Una fucina di talenti

Valentino Rossi (Getty Images)
Valentino Rossi (Getty Images)

Per Valentino Rossi la VR46 Academy, messa in piedi all’inizio di questa stagione insieme al suo team di Moto3, “è qualcosa di grande”. Lo ha dichiarato lui stesso a colloquio con i colleghi di Crash.net, spiegando che “mi aiuta anche perché lavorare con i giovani piloti mi mantiene più giovane. E’ molto, molto divertente. Passiamo un sacco di tempo ad allenarci insieme. A essere sincero, certe cose le sperimentiamo su di loro prima che sul sottoscritto! Credo che sia un’ottima cosa anche per me”.

Oltre a Romano Fenati e al suo team-mate Francesco Bagnaia, l’Academy comprende giovani promesse come Franco Morbidelli (Moto2), Niccolo Antonelli (Moto3), Andrea Migno (Moto3), Nicolò Bulega (CEV) e Luca Marini (CEV), fratello del Dottore.

Il prossimo anno Migno prenderà il posto di Bagnaia nel team di Moto3, mentre Morbidelli resterà con Italtrans, e Antonelli passerà dalla KTM alla Honda.

“Con Nico abbiamo cercato fin dall’inizio della stagione di concentrarci sugli errori e rivedere tutti i minimi dettagli per migliorare le prestazioni, ha spiegato il Pesarese.

“Nico è molto, molto veloce nelle qualifiche, ma ora sta cercando di lavorare anche per la gara e nelle ultime prove ha ottenuto un buon risultati. A Sepang è arrivato settimo, ma con un distacco minimo dal podio.
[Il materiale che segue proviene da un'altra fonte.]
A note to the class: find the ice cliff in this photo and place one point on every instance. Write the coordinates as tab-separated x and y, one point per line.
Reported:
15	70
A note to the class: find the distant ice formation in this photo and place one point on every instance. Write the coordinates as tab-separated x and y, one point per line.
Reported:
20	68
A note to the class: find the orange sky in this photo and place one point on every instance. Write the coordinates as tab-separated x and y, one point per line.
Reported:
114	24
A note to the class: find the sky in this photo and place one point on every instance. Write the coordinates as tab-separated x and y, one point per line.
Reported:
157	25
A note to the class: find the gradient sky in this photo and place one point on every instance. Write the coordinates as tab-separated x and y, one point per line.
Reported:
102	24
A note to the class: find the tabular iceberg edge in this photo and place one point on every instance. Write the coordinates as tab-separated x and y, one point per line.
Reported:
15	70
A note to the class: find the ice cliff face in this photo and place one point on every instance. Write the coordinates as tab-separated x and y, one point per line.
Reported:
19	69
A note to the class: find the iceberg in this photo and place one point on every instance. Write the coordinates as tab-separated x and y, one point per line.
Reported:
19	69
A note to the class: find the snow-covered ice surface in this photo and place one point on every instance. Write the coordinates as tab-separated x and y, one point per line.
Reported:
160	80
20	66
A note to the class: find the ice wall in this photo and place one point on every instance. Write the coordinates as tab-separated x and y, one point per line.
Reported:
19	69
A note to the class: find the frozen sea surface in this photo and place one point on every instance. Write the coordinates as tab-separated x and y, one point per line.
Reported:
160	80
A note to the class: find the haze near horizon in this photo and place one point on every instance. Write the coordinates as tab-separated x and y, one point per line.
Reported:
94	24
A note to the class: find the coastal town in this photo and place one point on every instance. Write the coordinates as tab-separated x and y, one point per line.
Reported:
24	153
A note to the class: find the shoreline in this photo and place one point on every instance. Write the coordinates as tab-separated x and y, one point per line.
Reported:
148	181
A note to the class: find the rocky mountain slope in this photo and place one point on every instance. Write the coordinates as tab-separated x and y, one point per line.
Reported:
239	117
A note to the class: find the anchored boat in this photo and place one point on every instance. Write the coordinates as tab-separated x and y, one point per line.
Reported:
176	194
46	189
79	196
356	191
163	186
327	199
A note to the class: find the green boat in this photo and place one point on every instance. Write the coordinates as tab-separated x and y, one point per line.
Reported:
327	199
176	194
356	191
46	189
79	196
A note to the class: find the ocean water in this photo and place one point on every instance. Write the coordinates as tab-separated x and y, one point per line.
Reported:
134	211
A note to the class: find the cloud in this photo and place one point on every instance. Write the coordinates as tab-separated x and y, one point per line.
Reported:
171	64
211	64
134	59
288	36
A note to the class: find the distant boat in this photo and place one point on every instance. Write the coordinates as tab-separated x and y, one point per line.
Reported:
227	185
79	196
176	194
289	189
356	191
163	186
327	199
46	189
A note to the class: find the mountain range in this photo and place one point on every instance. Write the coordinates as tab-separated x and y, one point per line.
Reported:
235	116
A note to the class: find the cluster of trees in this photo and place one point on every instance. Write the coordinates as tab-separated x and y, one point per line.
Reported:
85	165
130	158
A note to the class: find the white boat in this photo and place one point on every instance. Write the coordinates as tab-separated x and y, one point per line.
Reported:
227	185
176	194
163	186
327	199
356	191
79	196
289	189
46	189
E’ stata la sua gara migliore”.

Il confronto con Marc Marquez

Nel frattempo, Rossi e la Yamaha su cosa devono concentrarsi per sconfiggere il campione del mondo in carica Marc Marquez nel 2015? “Penso innanzitutto che con il mio team, con Silvano [Galbusera], con un anno di esperienza in più nella MotoGP e, soprattutto, dopo un altro anno passato a lavorare insieme, possiamo migliorare il nostro metodo di lavoro. E possiamo avere buone informazioni per i nuovi setting“, ha dichiarato il sette volte campione del mondo sempre a Crash.net.

Quanto alla sfida che lo attende con il campione della Honda, Rossi sottolinea che “in curva Marc usa la moto in modo molto diverso rispetto a me… è in grado di entrare in curva più velocemente. Noi siamo molto veloci, e abbiamo una moto fortissima e competitiva, con un’ottima capacità di accelerazione… Ma siamo un po’ troppo penalizzati rispetto alle Honda quando le ruote si piegano. Da questo punto di vista dobbiamo migliorare”, conclude.